Africa is currently moving away “from the hopes of freedom to the heart of despair”. To me, this sums up the overall trend in our continent right now. It’s hard to imagine now, but in the heady days of the 1960s, much of the continent was no less prosperous than South Korea or Malaysia. While those Asian nations have transformed themselves into economic “tigers,” however, gross domestic product (GDP) across Africa has been shrinking since the last two decades of the twentieth century. The point is: Africans are getting poorer, not richer with the income inequality gap widening like the relationship between a king and his servant.  Unemployment rate continues to rise higher and higher, and more and more people are living shorter, and hungrier lives. How can a continent blessed with so much be so out of touch and step with humankind’s march for progress?

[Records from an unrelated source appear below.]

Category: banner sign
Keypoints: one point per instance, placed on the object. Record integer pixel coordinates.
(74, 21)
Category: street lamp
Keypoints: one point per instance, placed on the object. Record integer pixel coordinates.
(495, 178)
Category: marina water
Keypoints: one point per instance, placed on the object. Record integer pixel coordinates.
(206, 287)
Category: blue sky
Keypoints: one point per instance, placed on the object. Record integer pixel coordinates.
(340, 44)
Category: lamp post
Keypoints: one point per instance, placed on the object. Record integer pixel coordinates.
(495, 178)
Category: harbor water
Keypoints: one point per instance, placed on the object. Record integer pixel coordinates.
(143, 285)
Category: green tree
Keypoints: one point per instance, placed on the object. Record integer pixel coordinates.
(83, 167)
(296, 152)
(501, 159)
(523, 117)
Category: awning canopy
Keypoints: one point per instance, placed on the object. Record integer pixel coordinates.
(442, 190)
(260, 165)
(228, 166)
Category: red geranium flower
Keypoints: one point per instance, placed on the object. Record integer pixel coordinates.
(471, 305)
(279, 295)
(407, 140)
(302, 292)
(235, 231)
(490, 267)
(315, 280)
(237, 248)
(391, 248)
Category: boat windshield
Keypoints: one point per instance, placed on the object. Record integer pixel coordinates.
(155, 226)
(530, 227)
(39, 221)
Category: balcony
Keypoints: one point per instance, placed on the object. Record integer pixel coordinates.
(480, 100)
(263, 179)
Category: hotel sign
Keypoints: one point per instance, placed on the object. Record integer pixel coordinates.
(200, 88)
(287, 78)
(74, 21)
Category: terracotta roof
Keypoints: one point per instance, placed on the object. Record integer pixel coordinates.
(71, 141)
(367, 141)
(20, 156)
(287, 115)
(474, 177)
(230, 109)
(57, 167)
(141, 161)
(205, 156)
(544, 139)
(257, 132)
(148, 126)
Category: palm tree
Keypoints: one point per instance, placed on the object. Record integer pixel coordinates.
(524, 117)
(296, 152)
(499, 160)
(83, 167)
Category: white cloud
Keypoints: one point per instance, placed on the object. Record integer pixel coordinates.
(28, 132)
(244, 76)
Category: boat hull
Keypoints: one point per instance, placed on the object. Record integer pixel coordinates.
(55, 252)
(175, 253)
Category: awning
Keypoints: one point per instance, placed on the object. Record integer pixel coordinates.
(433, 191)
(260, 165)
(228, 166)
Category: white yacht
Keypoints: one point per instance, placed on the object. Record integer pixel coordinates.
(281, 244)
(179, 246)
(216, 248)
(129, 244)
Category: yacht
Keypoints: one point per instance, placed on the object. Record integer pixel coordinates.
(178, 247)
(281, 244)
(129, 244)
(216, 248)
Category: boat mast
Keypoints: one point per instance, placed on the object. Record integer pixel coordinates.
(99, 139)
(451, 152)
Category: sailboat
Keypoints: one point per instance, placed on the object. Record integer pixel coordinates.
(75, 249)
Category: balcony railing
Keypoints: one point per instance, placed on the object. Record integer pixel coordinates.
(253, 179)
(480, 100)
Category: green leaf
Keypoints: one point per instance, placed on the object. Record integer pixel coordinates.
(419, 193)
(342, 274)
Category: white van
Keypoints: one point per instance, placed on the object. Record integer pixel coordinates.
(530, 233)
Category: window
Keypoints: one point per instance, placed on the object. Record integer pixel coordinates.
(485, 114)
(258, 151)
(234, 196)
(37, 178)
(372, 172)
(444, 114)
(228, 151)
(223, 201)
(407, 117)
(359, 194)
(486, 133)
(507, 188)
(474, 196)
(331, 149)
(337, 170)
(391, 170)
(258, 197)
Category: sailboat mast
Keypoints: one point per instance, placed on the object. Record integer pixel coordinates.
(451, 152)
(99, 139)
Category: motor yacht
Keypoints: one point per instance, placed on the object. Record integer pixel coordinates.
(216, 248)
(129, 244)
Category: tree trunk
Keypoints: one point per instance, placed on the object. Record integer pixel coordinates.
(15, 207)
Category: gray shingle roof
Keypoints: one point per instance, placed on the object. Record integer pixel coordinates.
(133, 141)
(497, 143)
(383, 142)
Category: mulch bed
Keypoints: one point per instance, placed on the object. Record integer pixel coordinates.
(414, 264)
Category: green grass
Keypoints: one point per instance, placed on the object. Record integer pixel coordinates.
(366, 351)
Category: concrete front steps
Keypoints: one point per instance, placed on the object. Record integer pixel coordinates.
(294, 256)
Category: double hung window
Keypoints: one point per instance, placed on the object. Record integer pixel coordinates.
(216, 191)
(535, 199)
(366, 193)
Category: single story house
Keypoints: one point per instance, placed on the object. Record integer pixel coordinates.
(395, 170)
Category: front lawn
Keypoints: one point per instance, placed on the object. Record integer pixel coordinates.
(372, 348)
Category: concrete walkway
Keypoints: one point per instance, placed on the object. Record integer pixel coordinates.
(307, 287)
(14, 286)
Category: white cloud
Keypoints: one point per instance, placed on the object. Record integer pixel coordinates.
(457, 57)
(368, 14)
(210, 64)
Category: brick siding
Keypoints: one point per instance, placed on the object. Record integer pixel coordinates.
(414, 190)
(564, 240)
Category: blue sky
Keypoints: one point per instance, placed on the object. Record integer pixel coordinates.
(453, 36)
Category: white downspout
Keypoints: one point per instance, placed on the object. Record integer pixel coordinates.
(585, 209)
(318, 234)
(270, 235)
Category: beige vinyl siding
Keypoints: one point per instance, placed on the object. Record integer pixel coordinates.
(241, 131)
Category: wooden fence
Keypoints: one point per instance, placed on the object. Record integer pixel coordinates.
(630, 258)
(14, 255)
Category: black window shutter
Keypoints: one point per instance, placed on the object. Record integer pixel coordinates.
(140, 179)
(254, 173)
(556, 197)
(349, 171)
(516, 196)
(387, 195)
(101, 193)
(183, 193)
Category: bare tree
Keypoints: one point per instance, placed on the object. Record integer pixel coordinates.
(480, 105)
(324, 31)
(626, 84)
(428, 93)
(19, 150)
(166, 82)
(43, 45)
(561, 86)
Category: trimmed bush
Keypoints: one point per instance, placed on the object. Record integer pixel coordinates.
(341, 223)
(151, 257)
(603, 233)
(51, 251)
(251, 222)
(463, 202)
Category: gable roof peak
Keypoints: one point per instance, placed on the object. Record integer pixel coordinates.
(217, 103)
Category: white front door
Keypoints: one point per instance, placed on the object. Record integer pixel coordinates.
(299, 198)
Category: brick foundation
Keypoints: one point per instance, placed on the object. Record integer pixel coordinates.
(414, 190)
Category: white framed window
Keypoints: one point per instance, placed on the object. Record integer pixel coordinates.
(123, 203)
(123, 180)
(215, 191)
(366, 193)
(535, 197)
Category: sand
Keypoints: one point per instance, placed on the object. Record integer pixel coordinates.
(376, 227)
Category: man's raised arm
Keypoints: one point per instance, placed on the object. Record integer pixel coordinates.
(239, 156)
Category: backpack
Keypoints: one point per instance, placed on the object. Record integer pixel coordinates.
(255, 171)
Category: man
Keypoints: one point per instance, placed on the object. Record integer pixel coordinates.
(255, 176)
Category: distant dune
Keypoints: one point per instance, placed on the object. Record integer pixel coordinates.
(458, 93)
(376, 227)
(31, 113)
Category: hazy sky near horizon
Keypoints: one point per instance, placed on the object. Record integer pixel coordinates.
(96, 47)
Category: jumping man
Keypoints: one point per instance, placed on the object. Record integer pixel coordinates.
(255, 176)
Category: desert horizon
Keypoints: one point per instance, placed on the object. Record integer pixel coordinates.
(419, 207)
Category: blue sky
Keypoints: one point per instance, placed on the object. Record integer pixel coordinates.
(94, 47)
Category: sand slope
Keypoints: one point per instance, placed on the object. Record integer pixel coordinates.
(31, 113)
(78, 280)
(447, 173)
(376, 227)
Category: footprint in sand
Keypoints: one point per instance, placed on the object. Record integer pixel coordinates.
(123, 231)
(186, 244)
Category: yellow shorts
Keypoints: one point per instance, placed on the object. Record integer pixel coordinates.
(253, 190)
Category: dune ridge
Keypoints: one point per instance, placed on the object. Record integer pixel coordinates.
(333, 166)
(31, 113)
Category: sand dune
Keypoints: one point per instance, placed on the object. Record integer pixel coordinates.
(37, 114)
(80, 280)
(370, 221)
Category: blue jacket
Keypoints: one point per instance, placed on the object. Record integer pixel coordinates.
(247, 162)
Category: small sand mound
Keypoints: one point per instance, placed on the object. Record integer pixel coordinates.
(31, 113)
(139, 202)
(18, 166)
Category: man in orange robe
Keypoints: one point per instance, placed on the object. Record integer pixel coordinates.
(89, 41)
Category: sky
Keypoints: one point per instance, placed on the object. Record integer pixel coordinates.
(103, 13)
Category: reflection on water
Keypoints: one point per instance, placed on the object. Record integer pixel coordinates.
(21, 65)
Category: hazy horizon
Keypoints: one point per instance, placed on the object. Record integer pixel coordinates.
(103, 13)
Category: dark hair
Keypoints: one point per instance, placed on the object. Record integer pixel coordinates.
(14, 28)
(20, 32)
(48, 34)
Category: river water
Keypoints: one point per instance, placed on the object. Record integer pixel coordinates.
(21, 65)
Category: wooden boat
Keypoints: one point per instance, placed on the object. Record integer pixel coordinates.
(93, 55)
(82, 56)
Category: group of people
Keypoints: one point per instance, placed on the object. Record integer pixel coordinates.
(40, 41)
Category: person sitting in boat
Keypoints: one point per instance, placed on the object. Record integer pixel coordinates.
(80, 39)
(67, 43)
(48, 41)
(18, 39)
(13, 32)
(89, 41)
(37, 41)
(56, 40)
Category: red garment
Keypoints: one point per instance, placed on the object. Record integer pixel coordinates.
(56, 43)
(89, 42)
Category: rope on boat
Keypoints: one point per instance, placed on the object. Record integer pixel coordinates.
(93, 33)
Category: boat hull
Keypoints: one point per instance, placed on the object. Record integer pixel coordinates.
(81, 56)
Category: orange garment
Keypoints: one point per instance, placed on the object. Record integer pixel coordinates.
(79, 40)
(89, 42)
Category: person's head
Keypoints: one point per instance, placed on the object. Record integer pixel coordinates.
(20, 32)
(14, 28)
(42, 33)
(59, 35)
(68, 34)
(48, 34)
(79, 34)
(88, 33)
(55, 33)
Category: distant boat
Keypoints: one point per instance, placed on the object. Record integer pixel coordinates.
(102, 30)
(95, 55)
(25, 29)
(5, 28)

Sadly, the level of poverty in Africa is not pretty at all.  At the moment, the kids in Ghana or Africa lack affordable and effective foundation of education especially in the sciences and technology. This is very pitiful, because these kids are supposed to be the face and future of Africa, because the older folks have failed us miserably and there seems to be no hope. Unfortunately, if they cannot have a good foundation of the very thing that their future depends on, then where’s the way forward? There’s one thing that Africa has never lacked, and may continue to lead the way in this millennium for a long time, and that is; Corrupt Leaders! I’m not trying to be a prophet of doom, but the only way Africa can move forward is for the youth to demand accountability from their elected leaders, try new ways of doing things devoid of the post-colonial practices and thinking, and through innovative and sustainable ideas. Thanks.

Peter Osei-Adjei

Coordinator-Web Communications

Overcoming the Power of Vested Interest Among African Youth

[email protected], [email protected]

Comments

comments

  • I read your article. i find it too pessimist. I’m not an ideal person, but i think we need to share regional informations before claiming that we’re not capable of managing our own affairs. I base my affirmation on our experience in DRC. can you imagine that we’ve done a full year without world bank or imf financial help? and our GDP is increasing by 2 to 3 percents each year. Dear, we are capable. what stop us is fake politicians !!!!! fake !!!!

  • Peter Osei-Adjei

    There we go!! And the ‘fake politicians’ are still with us., and continue to be with us till they kingdom come! So what does that tell you? We cannot, and may NEVER manage our affairs, at least not in this 21st century. Thanks, any way.